Machine Vision: Overview and Applications

Machine Vision: Overview and Applications
 

Machine Vision: Overview and Applications


Machine vision is the eyes of Industry 4.0. It is the pivotal technology that empowers manufacturing automation systems to capture visual inputs, make decisions, and take actions completely on their own. The Association for Advancing Automation (A3) defines machine vision as the combination of software and hardware used to analyze and process images or videos to provide guidance and assistance during the execution of industrial equipment. As an alternative to manual labor, machine vision provides faster, non-contact, and higher accuracy automation for guidance, identification, measurement, and inspection.
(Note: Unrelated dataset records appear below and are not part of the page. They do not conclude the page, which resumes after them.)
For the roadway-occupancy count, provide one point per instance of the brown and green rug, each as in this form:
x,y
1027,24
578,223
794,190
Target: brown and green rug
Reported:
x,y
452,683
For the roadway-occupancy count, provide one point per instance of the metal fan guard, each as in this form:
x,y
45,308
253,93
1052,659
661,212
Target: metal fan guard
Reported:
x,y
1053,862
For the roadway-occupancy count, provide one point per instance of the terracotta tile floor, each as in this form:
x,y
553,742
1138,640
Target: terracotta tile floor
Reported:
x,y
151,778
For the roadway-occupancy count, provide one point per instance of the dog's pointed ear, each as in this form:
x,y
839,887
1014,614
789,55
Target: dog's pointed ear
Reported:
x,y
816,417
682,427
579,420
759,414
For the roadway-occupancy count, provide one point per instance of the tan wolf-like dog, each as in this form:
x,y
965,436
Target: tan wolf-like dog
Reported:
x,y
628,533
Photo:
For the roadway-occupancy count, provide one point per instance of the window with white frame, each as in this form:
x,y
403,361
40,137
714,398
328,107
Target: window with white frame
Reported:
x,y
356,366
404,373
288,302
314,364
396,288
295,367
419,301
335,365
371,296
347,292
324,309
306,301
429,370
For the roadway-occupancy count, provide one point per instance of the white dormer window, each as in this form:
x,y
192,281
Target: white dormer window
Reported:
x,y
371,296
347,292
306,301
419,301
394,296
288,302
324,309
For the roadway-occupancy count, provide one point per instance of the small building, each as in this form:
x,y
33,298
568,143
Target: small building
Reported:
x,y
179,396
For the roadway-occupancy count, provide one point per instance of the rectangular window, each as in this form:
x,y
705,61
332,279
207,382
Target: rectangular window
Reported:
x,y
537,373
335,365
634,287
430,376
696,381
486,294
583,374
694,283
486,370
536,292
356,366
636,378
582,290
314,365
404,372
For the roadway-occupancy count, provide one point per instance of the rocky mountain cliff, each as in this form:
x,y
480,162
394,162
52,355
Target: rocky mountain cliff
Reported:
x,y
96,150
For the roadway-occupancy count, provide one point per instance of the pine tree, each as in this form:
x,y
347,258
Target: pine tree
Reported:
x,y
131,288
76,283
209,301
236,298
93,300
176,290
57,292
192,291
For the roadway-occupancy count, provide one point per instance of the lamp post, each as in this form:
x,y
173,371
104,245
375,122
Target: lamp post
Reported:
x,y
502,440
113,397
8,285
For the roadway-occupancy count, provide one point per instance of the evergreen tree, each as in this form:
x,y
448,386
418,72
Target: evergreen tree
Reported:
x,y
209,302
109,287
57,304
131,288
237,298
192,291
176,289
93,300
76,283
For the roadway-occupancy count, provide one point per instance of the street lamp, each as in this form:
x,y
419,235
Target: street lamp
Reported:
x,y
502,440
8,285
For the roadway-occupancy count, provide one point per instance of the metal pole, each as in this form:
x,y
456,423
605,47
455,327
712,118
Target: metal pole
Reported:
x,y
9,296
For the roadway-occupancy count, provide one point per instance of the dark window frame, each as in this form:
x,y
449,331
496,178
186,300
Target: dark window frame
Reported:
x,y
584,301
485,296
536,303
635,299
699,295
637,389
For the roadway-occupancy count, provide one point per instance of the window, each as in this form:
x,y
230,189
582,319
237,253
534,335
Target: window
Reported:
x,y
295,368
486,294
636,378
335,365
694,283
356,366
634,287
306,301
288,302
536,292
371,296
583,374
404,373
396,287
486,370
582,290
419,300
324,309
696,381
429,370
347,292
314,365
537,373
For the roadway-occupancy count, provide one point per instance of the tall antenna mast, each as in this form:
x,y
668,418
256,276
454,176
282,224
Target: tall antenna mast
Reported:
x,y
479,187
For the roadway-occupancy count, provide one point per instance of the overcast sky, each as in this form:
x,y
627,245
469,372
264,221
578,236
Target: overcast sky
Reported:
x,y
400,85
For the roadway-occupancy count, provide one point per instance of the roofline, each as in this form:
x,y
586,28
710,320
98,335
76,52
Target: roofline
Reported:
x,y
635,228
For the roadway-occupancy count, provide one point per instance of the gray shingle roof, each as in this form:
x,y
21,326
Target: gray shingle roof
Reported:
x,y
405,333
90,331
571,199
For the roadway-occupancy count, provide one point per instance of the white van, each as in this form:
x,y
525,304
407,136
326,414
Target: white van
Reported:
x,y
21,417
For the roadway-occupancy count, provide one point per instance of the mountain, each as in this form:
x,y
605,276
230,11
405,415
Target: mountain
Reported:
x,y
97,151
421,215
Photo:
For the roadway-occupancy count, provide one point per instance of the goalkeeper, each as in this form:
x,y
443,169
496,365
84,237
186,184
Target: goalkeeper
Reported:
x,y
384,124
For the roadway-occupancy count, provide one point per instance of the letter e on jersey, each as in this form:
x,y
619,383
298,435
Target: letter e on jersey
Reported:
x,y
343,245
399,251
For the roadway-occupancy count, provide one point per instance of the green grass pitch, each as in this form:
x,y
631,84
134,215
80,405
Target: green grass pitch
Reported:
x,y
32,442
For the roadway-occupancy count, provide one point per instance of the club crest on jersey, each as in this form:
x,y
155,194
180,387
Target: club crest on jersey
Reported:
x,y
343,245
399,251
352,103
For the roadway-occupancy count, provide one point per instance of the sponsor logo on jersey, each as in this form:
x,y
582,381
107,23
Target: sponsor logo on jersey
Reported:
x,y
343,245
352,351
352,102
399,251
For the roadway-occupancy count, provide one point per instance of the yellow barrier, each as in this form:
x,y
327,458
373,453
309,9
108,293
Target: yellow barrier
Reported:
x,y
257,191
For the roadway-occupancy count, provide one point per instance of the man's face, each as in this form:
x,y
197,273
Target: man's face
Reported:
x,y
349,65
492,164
Since its beginnings in the 1990s, mainly in the semiconductor, electronics, and automotive industries, machine vision has rapidly seen adoption in other fields, such as surveillance, medical, robotics, autonomous vehicles, and drones. These expanded applications have ignited new growth in the global machine vision market and according to Research and Markets, it is expected to reach 25.92 billion US dollars by 2030 with a 7.7% CAGR.

 
Components of a Machine Vision System
 
 

Components of a Machine Vision System

 

Machine vision describes a system consisting of various components that perform different functions to allow a computer system to “see” the real world. The most commonly found components of a machine vision system are described below.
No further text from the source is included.